In the spirit of competition, however, we identified and compared the track records of two long-only equity managers – one we previously considered as a partner and another that successfully became (and remains) a material portion of client portfolios.

Manager A is an international equity investor we researched and monitored for several years. Unfortunately, during our due diligence process, we observed the same common problems described earlier: Assets fluctuated as short-term partners entered and left the fund in parallel with performance, the portfolio suffered from overdiversification (it “de-worsified”), and we concluded that the analyst team did not know what it owned as thoroughly as we expect from our managers. In the end, we passed.
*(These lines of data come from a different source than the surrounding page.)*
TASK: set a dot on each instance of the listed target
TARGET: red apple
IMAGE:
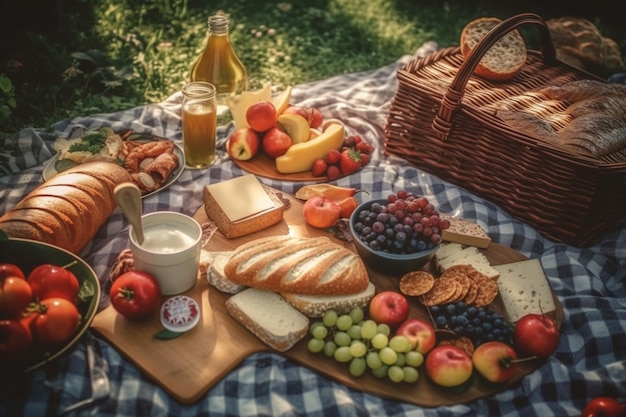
(536, 335)
(604, 407)
(420, 333)
(321, 211)
(261, 116)
(495, 361)
(276, 142)
(389, 307)
(243, 144)
(448, 366)
(316, 118)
Unsurprisingly, Manager A’s 10-year time-weighted annual return as of April 30, 2018, was 3.43%, with a capital-weighted return of just 1.29% – a difference of -2.14%, consistent with the underperformance predicted of mutual funds in the 2009 study referenced earlier.

Manager B, meanwhile, is a largely domestic equity investor that has also grown assets over time – but has done so thoughtfully, with little change to portfolio diversification, and closed to new investors five years ago. As a result, the manager’s 10-year time-weighted return over the same period is 8.68%, compared with a capital-weighted return of 9.79% – a +1.11% differential.
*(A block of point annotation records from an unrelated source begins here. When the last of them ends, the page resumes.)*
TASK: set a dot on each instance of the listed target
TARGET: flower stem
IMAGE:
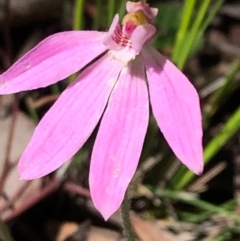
(127, 226)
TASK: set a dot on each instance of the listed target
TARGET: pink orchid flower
(126, 75)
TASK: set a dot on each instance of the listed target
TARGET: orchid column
(116, 89)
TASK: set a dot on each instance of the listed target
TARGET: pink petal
(141, 35)
(53, 59)
(175, 105)
(70, 121)
(120, 139)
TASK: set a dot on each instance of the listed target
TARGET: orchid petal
(53, 59)
(120, 139)
(70, 121)
(175, 105)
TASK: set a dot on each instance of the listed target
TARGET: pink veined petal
(108, 40)
(120, 139)
(53, 59)
(70, 121)
(175, 105)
While we should not compare these managers in terms of absolute returns – after all, they operate in different markets – the gap between their fund performance over time and the returns delivered to their actual investors is meaningful and clear. Naturally, the task of finding new high-quality managers as each of our existing strategies gradually close is a challenging one, but we believe the alignment and performance benefits of investing with high-integrity, capacity-conscious partners is well worth the effort.

We’ll take that free dinner now.

1 (120+500)*(.90) = 558
2 [(1.2*.9)^(1/2)]-1 = .039
3 Or, technically, from the perspective of a passive from-inception investor who has never added to or withdrawn any portion of his capital.
4 Teo, Melvyn. “Diseconomies of Scale in the Hedge Fund Industry.” Hedge Fund Insights. December 2012.; Yin, Chengdong. “The Optimal Size of Hedge Funds: Conflict Between Investors and Fund Managers.” The Journal of Finance 71, no. 4 (2016).; Shawky, Hany A., and Ying Wang. “Can Liquidity Risk Explain Diseconomies of Scale in Hedge Funds.” Quarterly Journal of Finance 07, no. 2 (2017).
5 Berkshire Hathaway 1995 Annual Letter.
6 The Motley Fool. Buffett/Jayhawk Q&A. 2005.
7 The study also observed capital-weighted underperformance of 1.5% for mutual funds and, interestingly, even broad stock indices. Source: Dichev, Ilia D., and Gwen Yu. “Higher Risk, Lower Returns: What Hedge Fund Investors Really Earn.” SSRN Electronic Journal, 2009.
8 (558)*(1.30) = 725.40
9 [(1.2*0.9*1.3)^(1/3)-1] = .12
10 (1,058)*(1.30) = 1,375.40
11 Buffett is an example of this, though even Berkshire Hathaway’s returns pale in comparison to his early track record. Source: Berkshire Hathaway 2014 Annual Letter; Buffett Partnership Ltd. 1968 Annual Letter.